I am afraid of carrying a regret which tells me I "wasted time" or an led an "inertial life". I keep an "open tab" which considers and evaluates my life decision so I do not go so far in one direction just because it is of least resistance.

I fear the scarcity of time. Imagining something ending affects my enjoyment. "Killing time" until the "next thing" dulls my enjoyment of the opportunity for whimsy in this schedule-desert.

I am naming values because my values to this point have been formed around the shape of institutions which have in part failed. I want to clarify my values based on Spirit (which dwells within the 'irrational' and unknowable, often defined entirely by faith) and within the unspeakable reaches of Myself.

I am afraid to pursue this questioning because I feel safer within rationalism, with the inertia of my everyday, it feels more defensible, easier to hide behind, and is so feels more forgivable than the irrational.

Except! To say I feel better behaved within the scope of the rational suggests that I cannot also hide lies within rationalism. Perhaps I hide behind rationalism because I know I can get away with my shortcomings there.

"There's liars, damn liars, and statisticians!"

I fear the irrational as a guiding light/value/principle because I believe I could either misinterpret or lie to myself easier "in the name of God" and so more easily fall off the wagon. The "system" as I know it, bases punishment on the "fairness" justifiable by rational thought. Rational thought which is believed to detect lies more reasonably than the mystical.

So defending the crooked lawyers. Corrupt politicians which operate within a framework of the rational, the logical, the procedural steps of rules.

I no longer have to associate social standing (shame is the way I orient myself to my social standing) with the energy of food and warmth.

Noticing the use of shame as related to the pursuit of comfort. If I am ashamed, I am uncomfortable. I want to be comfortable and so I avoid shame. I can be influenced by others.

Describing how schools and universities reward students realizing, too, I have been treating my job the same way.

There's an urge to tune my "light" into the systems where I can receive energy. To get a paycheck cut from client bills. But that's the root of it! I tell myself the honest pursuit of truth is willing to cast away security because there is Truth in the desert. If I am unwilling to go into the desert, I am unfit to know truth. I am a sap, a fool, a hypocrite who is afraid.

To really do it is to really do it and I feel like I SHOULD be doing it.

I SHOULD be in the desert. Even though I have not been CALLED to the desert.

To say I'm doing my best is to fall short of who I think I am. Who I aspire to be.

I just observe the holy men and see they are in the desert and my ego desires to be holy because to be holy is to be pleasing to the judge. And to be always pleasing of the judge is to know nothing of grace. When the judge disregards holiness, so do I. This is the difference between the rock of me and the tide.
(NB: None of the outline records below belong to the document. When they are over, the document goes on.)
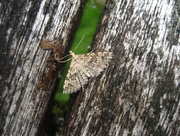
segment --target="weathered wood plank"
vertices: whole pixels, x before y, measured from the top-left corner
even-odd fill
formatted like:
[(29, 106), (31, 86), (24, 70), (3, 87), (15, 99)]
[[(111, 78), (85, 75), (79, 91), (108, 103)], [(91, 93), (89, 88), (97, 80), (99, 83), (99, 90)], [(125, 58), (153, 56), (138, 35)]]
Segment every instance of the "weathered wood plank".
[(42, 38), (63, 39), (65, 47), (84, 4), (85, 0), (0, 2), (0, 135), (33, 136), (39, 131), (53, 88), (36, 89), (50, 54), (39, 43)]
[(65, 135), (179, 135), (179, 7), (173, 0), (108, 1), (93, 47), (114, 52), (68, 116)]

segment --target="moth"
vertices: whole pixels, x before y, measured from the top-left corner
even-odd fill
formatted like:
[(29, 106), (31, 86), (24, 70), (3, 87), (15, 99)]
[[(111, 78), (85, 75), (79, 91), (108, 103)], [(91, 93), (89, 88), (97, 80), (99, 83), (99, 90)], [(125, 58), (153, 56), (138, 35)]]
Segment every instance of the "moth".
[(72, 61), (63, 86), (63, 93), (73, 93), (88, 82), (88, 78), (98, 76), (109, 64), (112, 52), (90, 52), (76, 55), (70, 51)]

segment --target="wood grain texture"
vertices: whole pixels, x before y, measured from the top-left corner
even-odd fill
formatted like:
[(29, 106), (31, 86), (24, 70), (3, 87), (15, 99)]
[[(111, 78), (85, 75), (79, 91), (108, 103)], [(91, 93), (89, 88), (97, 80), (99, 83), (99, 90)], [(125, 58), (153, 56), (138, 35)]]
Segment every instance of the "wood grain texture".
[(0, 2), (0, 135), (39, 132), (53, 88), (36, 89), (50, 54), (39, 44), (43, 38), (63, 39), (65, 47), (84, 4), (85, 0)]
[(67, 117), (68, 136), (179, 135), (179, 7), (173, 0), (110, 0), (93, 48), (113, 51)]

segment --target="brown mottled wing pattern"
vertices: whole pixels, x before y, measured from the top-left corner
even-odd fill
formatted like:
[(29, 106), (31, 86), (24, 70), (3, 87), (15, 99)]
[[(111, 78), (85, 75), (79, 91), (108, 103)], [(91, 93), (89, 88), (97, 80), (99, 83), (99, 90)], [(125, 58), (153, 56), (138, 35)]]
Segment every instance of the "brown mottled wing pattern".
[(112, 59), (112, 52), (94, 52), (72, 57), (63, 93), (73, 93), (87, 84), (88, 77), (98, 76)]

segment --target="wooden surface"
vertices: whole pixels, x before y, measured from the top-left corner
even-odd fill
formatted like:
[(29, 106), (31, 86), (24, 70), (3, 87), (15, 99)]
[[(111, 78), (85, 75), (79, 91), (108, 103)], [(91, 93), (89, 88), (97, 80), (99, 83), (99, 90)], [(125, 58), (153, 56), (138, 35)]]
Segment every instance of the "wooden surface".
[(73, 103), (66, 136), (179, 135), (179, 16), (174, 0), (108, 1), (93, 48), (113, 51)]
[(50, 54), (39, 44), (43, 38), (63, 39), (65, 48), (84, 5), (85, 0), (0, 2), (0, 135), (39, 133), (57, 78), (47, 91), (37, 90)]

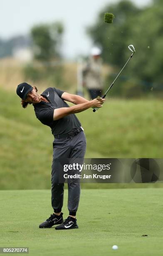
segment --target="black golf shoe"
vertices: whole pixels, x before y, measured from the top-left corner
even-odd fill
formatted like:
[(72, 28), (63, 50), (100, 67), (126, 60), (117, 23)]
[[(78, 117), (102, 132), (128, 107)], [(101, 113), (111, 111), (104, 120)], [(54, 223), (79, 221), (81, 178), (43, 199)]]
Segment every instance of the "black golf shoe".
[(59, 216), (55, 215), (54, 213), (51, 214), (50, 217), (48, 219), (39, 225), (39, 228), (51, 228), (54, 225), (61, 224), (63, 222), (62, 215), (62, 212), (61, 212)]
[(69, 216), (67, 219), (65, 220), (63, 223), (60, 225), (57, 226), (55, 228), (57, 230), (78, 228), (77, 219)]

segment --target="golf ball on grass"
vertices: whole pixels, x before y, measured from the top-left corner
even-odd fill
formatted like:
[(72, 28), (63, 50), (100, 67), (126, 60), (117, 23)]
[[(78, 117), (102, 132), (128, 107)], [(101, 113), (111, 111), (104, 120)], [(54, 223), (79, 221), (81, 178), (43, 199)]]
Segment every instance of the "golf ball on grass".
[(116, 245), (114, 245), (112, 246), (113, 250), (117, 250), (118, 249), (118, 247)]

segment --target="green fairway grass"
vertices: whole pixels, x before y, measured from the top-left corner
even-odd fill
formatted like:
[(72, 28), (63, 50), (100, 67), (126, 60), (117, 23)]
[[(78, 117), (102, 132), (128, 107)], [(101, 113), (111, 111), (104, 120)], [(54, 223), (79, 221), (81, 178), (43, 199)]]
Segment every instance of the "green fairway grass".
[[(38, 228), (52, 213), (50, 190), (1, 190), (0, 246), (29, 247), (31, 256), (162, 256), (163, 192), (82, 189), (79, 228), (56, 230)], [(64, 218), (67, 199), (66, 189)], [(116, 251), (111, 248), (114, 244)]]
[[(0, 89), (0, 188), (50, 188), (50, 128), (37, 119), (32, 106), (22, 108), (16, 93)], [(85, 157), (162, 158), (163, 104), (107, 97), (95, 113), (77, 114), (86, 136)]]

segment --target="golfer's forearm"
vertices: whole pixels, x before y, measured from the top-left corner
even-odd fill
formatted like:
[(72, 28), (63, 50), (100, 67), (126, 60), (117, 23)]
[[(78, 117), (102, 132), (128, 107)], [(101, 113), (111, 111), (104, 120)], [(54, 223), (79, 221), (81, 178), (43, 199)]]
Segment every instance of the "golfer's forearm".
[(75, 105), (70, 108), (61, 108), (55, 109), (54, 111), (53, 120), (58, 120), (70, 114), (82, 112), (92, 106), (91, 101), (88, 101), (85, 103)]
[(75, 113), (82, 112), (82, 111), (84, 111), (92, 106), (92, 102), (91, 101), (86, 100), (86, 102), (84, 103), (78, 104), (77, 105), (69, 108), (69, 110), (70, 111), (69, 114), (75, 114)]
[(73, 103), (74, 104), (81, 104), (89, 101), (89, 100), (78, 95), (73, 95)]

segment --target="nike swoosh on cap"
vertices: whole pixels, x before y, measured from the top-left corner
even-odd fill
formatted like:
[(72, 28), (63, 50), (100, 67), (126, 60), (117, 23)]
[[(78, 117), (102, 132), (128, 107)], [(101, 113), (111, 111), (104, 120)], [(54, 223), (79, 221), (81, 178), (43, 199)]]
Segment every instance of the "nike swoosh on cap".
[(22, 92), (23, 90), (24, 90), (24, 88), (25, 87), (24, 86), (23, 88), (22, 88), (22, 90), (21, 91), (20, 91), (21, 92)]

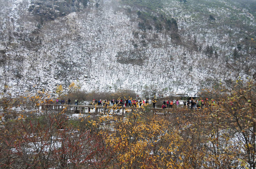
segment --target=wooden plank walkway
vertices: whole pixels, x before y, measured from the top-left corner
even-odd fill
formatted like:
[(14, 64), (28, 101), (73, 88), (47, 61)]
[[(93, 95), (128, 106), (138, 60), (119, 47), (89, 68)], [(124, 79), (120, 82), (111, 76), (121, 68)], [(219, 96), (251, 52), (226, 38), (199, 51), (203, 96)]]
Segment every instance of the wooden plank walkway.
[[(143, 109), (141, 107), (122, 107), (118, 106), (99, 106), (89, 105), (55, 105), (55, 104), (44, 104), (41, 105), (42, 109), (43, 110), (44, 110), (46, 109), (49, 108), (52, 109), (54, 110), (63, 110), (64, 108), (67, 107), (67, 109), (69, 110), (71, 110), (71, 108), (72, 108), (73, 112), (74, 113), (75, 112), (78, 112), (80, 113), (82, 113), (83, 111), (83, 110), (85, 109), (88, 109), (88, 112), (90, 113), (91, 112), (91, 109), (95, 109), (95, 112), (99, 113), (98, 110), (100, 109), (104, 109), (104, 114), (106, 114), (106, 110), (116, 110), (119, 109), (122, 110), (122, 115), (123, 115), (124, 110), (131, 110), (132, 111), (134, 110), (143, 110)], [(153, 108), (145, 107), (144, 109), (148, 109), (153, 110), (153, 113), (154, 111), (169, 111), (171, 109), (163, 109), (161, 108)]]

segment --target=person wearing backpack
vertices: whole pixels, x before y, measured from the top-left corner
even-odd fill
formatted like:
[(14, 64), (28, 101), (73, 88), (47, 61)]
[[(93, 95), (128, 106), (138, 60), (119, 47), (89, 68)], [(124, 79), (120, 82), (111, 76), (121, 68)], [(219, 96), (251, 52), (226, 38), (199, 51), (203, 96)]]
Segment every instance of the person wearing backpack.
[(173, 100), (171, 100), (171, 101), (170, 103), (170, 108), (173, 108)]
[(179, 108), (179, 100), (177, 100), (177, 101), (176, 101), (176, 105), (177, 105), (177, 108)]
[(153, 99), (153, 100), (152, 101), (152, 102), (153, 102), (153, 108), (154, 109), (156, 106), (156, 101)]
[(199, 100), (197, 100), (197, 101), (196, 102), (196, 107), (198, 110), (200, 109), (200, 107), (201, 106), (201, 101)]

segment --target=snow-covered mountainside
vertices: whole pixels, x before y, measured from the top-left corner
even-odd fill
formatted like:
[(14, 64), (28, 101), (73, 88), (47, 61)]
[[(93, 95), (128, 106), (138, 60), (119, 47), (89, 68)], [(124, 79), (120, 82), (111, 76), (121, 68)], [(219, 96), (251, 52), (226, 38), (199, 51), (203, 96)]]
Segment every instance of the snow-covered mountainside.
[(253, 75), (253, 3), (183, 1), (1, 0), (0, 87), (53, 91), (74, 81), (87, 91), (193, 96)]

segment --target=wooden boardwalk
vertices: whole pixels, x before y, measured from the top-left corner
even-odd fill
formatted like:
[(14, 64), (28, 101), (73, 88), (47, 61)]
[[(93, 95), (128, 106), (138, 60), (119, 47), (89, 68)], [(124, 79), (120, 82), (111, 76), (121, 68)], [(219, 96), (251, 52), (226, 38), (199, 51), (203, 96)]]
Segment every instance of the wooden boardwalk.
[(88, 109), (88, 112), (90, 113), (91, 112), (91, 109), (95, 109), (95, 112), (96, 113), (100, 113), (100, 109), (103, 109), (103, 112), (104, 114), (106, 114), (106, 111), (108, 110), (121, 110), (122, 111), (122, 115), (123, 115), (124, 111), (124, 110), (130, 110), (133, 111), (134, 110), (143, 110), (146, 109), (147, 110), (150, 109), (153, 110), (153, 113), (154, 111), (169, 111), (169, 110), (171, 109), (163, 109), (161, 108), (152, 108), (145, 107), (144, 109), (142, 108), (137, 107), (122, 107), (118, 106), (98, 106), (88, 105), (55, 105), (55, 104), (44, 104), (41, 105), (42, 106), (42, 109), (44, 110), (46, 109), (52, 109), (56, 110), (57, 110), (61, 111), (63, 109), (66, 108), (67, 109), (70, 110), (72, 110), (73, 113), (75, 112), (79, 112), (80, 113), (82, 113), (83, 112), (83, 110), (85, 109)]

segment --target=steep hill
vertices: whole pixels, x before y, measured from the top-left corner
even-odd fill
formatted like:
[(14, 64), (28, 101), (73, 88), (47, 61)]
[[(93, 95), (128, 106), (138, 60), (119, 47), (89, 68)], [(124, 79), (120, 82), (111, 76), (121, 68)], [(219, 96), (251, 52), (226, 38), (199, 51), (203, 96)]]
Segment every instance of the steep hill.
[(0, 87), (193, 96), (231, 84), (256, 72), (255, 1), (243, 2), (1, 0)]

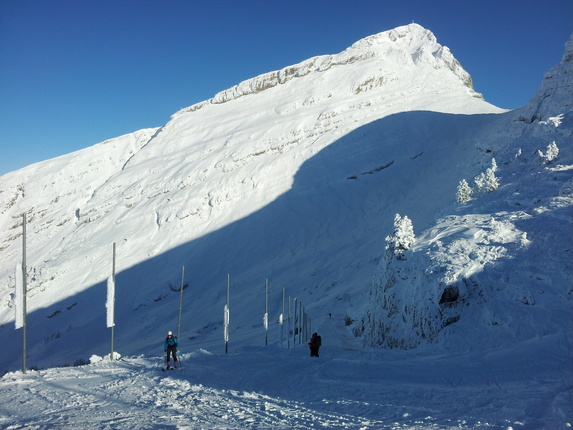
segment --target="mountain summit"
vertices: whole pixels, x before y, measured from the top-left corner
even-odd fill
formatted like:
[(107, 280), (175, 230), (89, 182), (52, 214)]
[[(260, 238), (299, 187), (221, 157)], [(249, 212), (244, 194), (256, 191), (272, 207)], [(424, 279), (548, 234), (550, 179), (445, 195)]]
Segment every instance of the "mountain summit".
[[(470, 264), (474, 272), (456, 269), (451, 278), (456, 285), (445, 277), (428, 278), (437, 283), (420, 300), (436, 302), (432, 312), (440, 312), (437, 302), (448, 286), (458, 288), (460, 303), (479, 291), (491, 292), (489, 285), (479, 283), (491, 282), (490, 272), (479, 278), (480, 290), (462, 284), (473, 285), (472, 276), (495, 270), (499, 259), (480, 260), (477, 248), (471, 261), (431, 258), (443, 256), (444, 250), (454, 255), (457, 249), (445, 239), (438, 246), (443, 232), (453, 228), (444, 216), (466, 209), (485, 213), (485, 220), (467, 218), (473, 224), (464, 231), (470, 235), (487, 224), (490, 211), (509, 211), (490, 205), (494, 194), (487, 193), (460, 209), (458, 184), (490, 168), (499, 154), (502, 173), (497, 175), (505, 175), (502, 179), (518, 193), (529, 182), (517, 165), (507, 170), (513, 176), (503, 173), (504, 163), (515, 161), (521, 145), (516, 136), (538, 127), (538, 137), (523, 143), (519, 157), (530, 166), (533, 148), (545, 151), (547, 140), (559, 140), (570, 129), (570, 112), (553, 114), (567, 118), (560, 120), (564, 127), (514, 121), (514, 113), (503, 112), (473, 90), (470, 76), (448, 48), (430, 31), (411, 24), (360, 40), (339, 54), (239, 83), (175, 113), (163, 127), (4, 175), (0, 340), (18, 342), (11, 322), (23, 213), (29, 222), (32, 365), (62, 364), (70, 357), (107, 351), (112, 243), (117, 245), (116, 344), (122, 354), (155, 353), (165, 328), (173, 327), (179, 297), (174, 290), (181, 283), (182, 266), (189, 284), (182, 338), (197, 348), (216, 348), (222, 342), (228, 275), (234, 306), (231, 332), (243, 345), (259, 344), (265, 279), (270, 280), (273, 330), (278, 330), (284, 288), (305, 304), (315, 326), (329, 314), (337, 321), (354, 321), (354, 326), (331, 333), (333, 338), (362, 335), (367, 325), (359, 321), (372, 306), (373, 284), (384, 284), (384, 239), (392, 233), (397, 213), (409, 216), (414, 231), (429, 238), (426, 248), (418, 242), (416, 249), (429, 252), (434, 273), (478, 261)], [(551, 137), (539, 135), (540, 130)], [(562, 149), (561, 157), (569, 159), (566, 151)], [(535, 169), (553, 174), (540, 166)], [(568, 172), (563, 168), (554, 173), (559, 183)], [(535, 188), (530, 197), (550, 199), (557, 182), (550, 184)], [(502, 199), (535, 212), (533, 200), (512, 194)], [(485, 212), (480, 212), (482, 204)], [(437, 222), (441, 233), (428, 233)], [(465, 221), (461, 217), (455, 222)], [(531, 239), (524, 226), (507, 229), (511, 234), (504, 240), (512, 245), (503, 247), (503, 255), (510, 258)], [(465, 245), (470, 247), (471, 241)], [(495, 302), (493, 294), (489, 297)], [(483, 303), (487, 300), (475, 302), (472, 312), (490, 309)], [(432, 326), (428, 340), (438, 342), (445, 327), (467, 329), (452, 306)], [(402, 324), (390, 330), (397, 339), (409, 329)], [(375, 337), (375, 331), (365, 332), (365, 338)], [(504, 333), (511, 337), (511, 330)], [(386, 346), (419, 345), (419, 338), (406, 342), (401, 337)], [(371, 343), (383, 344), (379, 339)], [(17, 357), (3, 357), (0, 368), (17, 362)]]

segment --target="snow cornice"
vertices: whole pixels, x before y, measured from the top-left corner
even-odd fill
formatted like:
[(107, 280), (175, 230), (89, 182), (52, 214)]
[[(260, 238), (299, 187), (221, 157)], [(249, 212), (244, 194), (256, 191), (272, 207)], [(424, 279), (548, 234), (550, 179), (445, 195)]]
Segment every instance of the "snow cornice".
[[(450, 50), (440, 45), (430, 30), (418, 24), (409, 24), (368, 36), (338, 54), (312, 57), (301, 63), (247, 79), (217, 93), (211, 99), (178, 111), (173, 117), (196, 111), (209, 104), (222, 104), (243, 96), (258, 94), (311, 73), (323, 73), (338, 66), (355, 64), (374, 57), (377, 57), (385, 68), (391, 68), (397, 72), (403, 68), (430, 64), (435, 69), (444, 69), (453, 73), (462, 86), (473, 92), (471, 76), (454, 58)], [(474, 95), (482, 98), (478, 93)]]

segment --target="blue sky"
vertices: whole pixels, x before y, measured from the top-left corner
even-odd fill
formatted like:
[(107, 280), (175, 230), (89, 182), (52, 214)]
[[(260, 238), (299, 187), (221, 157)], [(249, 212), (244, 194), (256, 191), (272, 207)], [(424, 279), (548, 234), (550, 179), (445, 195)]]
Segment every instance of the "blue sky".
[(561, 60), (573, 1), (3, 0), (0, 175), (412, 21), (513, 109)]

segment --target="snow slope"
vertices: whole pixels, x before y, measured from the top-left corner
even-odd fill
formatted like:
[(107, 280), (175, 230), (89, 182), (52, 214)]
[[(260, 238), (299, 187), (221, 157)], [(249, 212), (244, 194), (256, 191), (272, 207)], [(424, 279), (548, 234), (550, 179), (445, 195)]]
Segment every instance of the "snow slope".
[[(532, 101), (504, 113), (412, 24), (242, 82), (159, 129), (0, 177), (3, 344), (21, 342), (13, 291), (26, 212), (29, 365), (109, 351), (113, 242), (126, 356), (6, 374), (0, 397), (15, 404), (2, 402), (0, 422), (570, 426), (571, 58), (569, 42)], [(549, 161), (539, 150), (553, 141)], [(459, 181), (493, 158), (499, 188), (457, 203)], [(384, 249), (396, 213), (417, 235), (401, 260)], [(163, 375), (182, 266), (186, 368)], [(319, 360), (280, 348), (283, 288), (323, 335)], [(20, 361), (2, 354), (0, 368)]]

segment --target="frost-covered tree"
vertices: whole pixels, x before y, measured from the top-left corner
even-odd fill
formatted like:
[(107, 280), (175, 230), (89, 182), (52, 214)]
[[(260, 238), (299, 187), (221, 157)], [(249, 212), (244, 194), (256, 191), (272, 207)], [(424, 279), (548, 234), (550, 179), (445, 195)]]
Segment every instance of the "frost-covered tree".
[(472, 189), (465, 179), (458, 184), (457, 199), (458, 203), (465, 203), (471, 199)]
[(400, 214), (394, 217), (394, 235), (386, 237), (386, 249), (395, 255), (400, 255), (410, 249), (416, 240), (414, 226), (407, 216), (403, 218)]
[(485, 190), (488, 193), (495, 191), (499, 188), (499, 180), (495, 176), (494, 170), (492, 168), (485, 171)]
[(555, 141), (551, 142), (547, 145), (547, 152), (545, 153), (545, 158), (547, 159), (548, 163), (551, 163), (553, 160), (557, 159), (559, 155), (559, 148), (557, 148), (557, 144)]
[(495, 162), (495, 158), (492, 158), (491, 167), (474, 178), (474, 184), (476, 186), (477, 191), (480, 192), (485, 191), (490, 193), (499, 188), (499, 180), (495, 176), (496, 170), (497, 170), (497, 163)]
[(545, 161), (545, 163), (549, 164), (553, 160), (557, 159), (557, 157), (559, 156), (559, 148), (557, 147), (555, 141), (553, 141), (549, 145), (547, 145), (547, 151), (545, 152), (545, 154), (543, 154), (543, 152), (539, 150), (537, 151), (537, 154), (541, 159)]

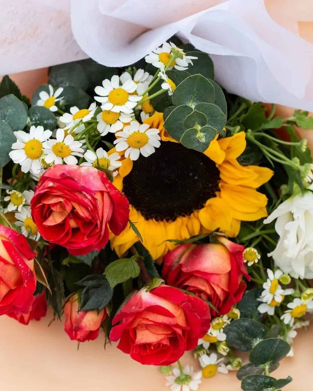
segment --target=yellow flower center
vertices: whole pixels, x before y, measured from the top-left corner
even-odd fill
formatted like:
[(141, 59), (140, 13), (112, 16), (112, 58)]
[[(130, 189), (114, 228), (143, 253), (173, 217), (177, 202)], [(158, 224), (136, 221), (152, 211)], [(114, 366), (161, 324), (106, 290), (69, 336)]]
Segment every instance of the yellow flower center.
[(114, 106), (122, 106), (128, 100), (129, 94), (123, 88), (115, 88), (109, 94), (109, 102)]
[(42, 143), (36, 139), (29, 140), (25, 144), (24, 151), (27, 158), (36, 160), (40, 158), (42, 154)]
[(90, 112), (88, 109), (83, 109), (82, 110), (79, 110), (77, 113), (76, 113), (73, 116), (73, 119), (78, 120), (80, 119), (81, 118), (83, 118), (85, 116), (88, 115)]
[(55, 155), (60, 158), (67, 158), (72, 152), (68, 145), (63, 142), (56, 143), (52, 147), (52, 150)]
[(166, 81), (168, 83), (169, 86), (171, 87), (171, 89), (172, 91), (173, 91), (176, 88), (176, 84), (174, 83), (173, 80), (171, 80), (170, 79), (167, 79)]
[(279, 305), (281, 303), (282, 303), (284, 298), (285, 296), (282, 296), (281, 297), (281, 301), (276, 301), (275, 299), (273, 299), (268, 305), (270, 307), (276, 307), (277, 305)]
[(36, 235), (38, 232), (37, 226), (32, 221), (31, 217), (26, 217), (24, 220), (24, 226), (27, 232), (30, 232), (31, 235)]
[(291, 311), (291, 315), (293, 317), (301, 317), (306, 312), (307, 308), (305, 304), (297, 305)]
[(203, 377), (212, 377), (218, 371), (218, 366), (215, 364), (210, 364), (205, 366), (202, 369)]
[(97, 160), (95, 160), (92, 163), (92, 165), (94, 167), (99, 165), (100, 167), (103, 167), (104, 169), (107, 170), (110, 167), (110, 164), (111, 162), (109, 159), (107, 159), (106, 158), (101, 158)]
[(270, 287), (270, 293), (273, 294), (277, 290), (278, 287), (278, 280), (277, 278), (274, 278), (272, 282), (271, 286)]
[[(167, 53), (167, 52), (162, 52), (159, 54), (159, 60), (165, 66), (172, 59), (172, 57), (171, 53)], [(176, 63), (176, 61), (173, 61), (171, 64), (171, 66), (174, 66)]]
[(10, 195), (10, 199), (11, 202), (16, 206), (19, 206), (20, 205), (24, 203), (25, 198), (22, 193), (14, 192)]
[(148, 143), (149, 139), (145, 133), (133, 132), (127, 138), (127, 143), (131, 148), (141, 148)]
[(43, 106), (47, 109), (50, 109), (51, 106), (54, 104), (56, 101), (56, 98), (54, 97), (50, 97), (48, 99), (46, 99), (43, 103)]
[(216, 337), (209, 335), (208, 334), (206, 334), (204, 337), (203, 337), (202, 339), (206, 342), (209, 342), (210, 343), (215, 343), (218, 341)]
[(112, 124), (115, 124), (119, 119), (120, 113), (114, 113), (114, 111), (111, 111), (110, 110), (104, 110), (101, 113), (101, 116), (106, 124), (112, 125)]

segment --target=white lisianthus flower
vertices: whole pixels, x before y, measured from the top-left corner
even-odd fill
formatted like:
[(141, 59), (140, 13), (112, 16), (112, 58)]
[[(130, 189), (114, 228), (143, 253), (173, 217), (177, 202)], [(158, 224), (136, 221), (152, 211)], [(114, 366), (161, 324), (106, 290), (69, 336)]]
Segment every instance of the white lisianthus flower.
[(307, 191), (303, 196), (289, 198), (264, 223), (275, 219), (275, 229), (280, 239), (276, 248), (268, 256), (292, 277), (313, 278), (313, 194)]

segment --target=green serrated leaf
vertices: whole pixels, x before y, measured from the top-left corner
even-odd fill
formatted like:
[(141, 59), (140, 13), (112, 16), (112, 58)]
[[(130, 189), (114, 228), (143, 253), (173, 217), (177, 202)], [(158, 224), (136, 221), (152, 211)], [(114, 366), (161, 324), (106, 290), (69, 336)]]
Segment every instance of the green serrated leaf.
[(251, 350), (261, 341), (267, 332), (262, 323), (251, 319), (241, 318), (233, 321), (225, 328), (226, 341), (229, 345), (243, 352)]
[(257, 365), (269, 364), (280, 361), (290, 350), (289, 344), (282, 339), (268, 338), (261, 341), (253, 348), (249, 359)]
[(171, 111), (165, 120), (164, 128), (170, 136), (178, 141), (186, 131), (183, 126), (185, 118), (192, 111), (191, 107), (186, 105), (178, 106)]
[(135, 278), (140, 274), (140, 268), (137, 263), (137, 255), (131, 258), (118, 259), (108, 265), (104, 274), (112, 288), (130, 278)]
[(103, 274), (90, 274), (76, 284), (84, 287), (81, 293), (80, 311), (97, 310), (99, 313), (113, 295), (113, 291)]
[(201, 75), (193, 75), (176, 87), (172, 95), (172, 100), (176, 106), (187, 105), (192, 109), (201, 102), (213, 103), (214, 87)]
[(53, 113), (43, 106), (32, 106), (28, 111), (29, 121), (28, 126), (43, 126), (45, 130), (55, 129), (57, 119)]
[(20, 89), (9, 75), (5, 75), (0, 83), (0, 98), (13, 94), (18, 99), (22, 100), (22, 96)]
[(4, 167), (11, 160), (9, 153), (16, 138), (10, 126), (0, 120), (0, 167)]
[(9, 125), (12, 130), (22, 130), (27, 121), (25, 104), (12, 94), (0, 99), (0, 120)]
BUT WHY do I choose holiness? If it is not from a place of honest reverence for the holy, it is a manipulation, a mining, a commoditization of the general regard we public have towards holiness. To believe in something is to see differently to the judge, is to open myself to be judged.

Then Paul, in Romans, tells me to submit to authority. Can I bow to God in my bowing to the authority of an institution of law or commerce? If my real pursuit is to know Love, to manifest Love within the realms of humanity, then I can always be given any circumstance as a human and always be in connection to love, guided by love of God and Neighbor as Self.

I ask, with the help of God, to set down my desire to be holy, to be known as righteous. Fear of being inconvenienced, shamed, or judged by my convictions.

I lay down my ambition with confession to my weaknesses I know within me. I offer grace to the pieces within me which struggle to return to God. I offer them the same love afforded to me. So in welcoming them, so I struggle to connect with God, and so God can begin to really do work with me. I can allow Her to fix my eyes to her and through her eyes know Me.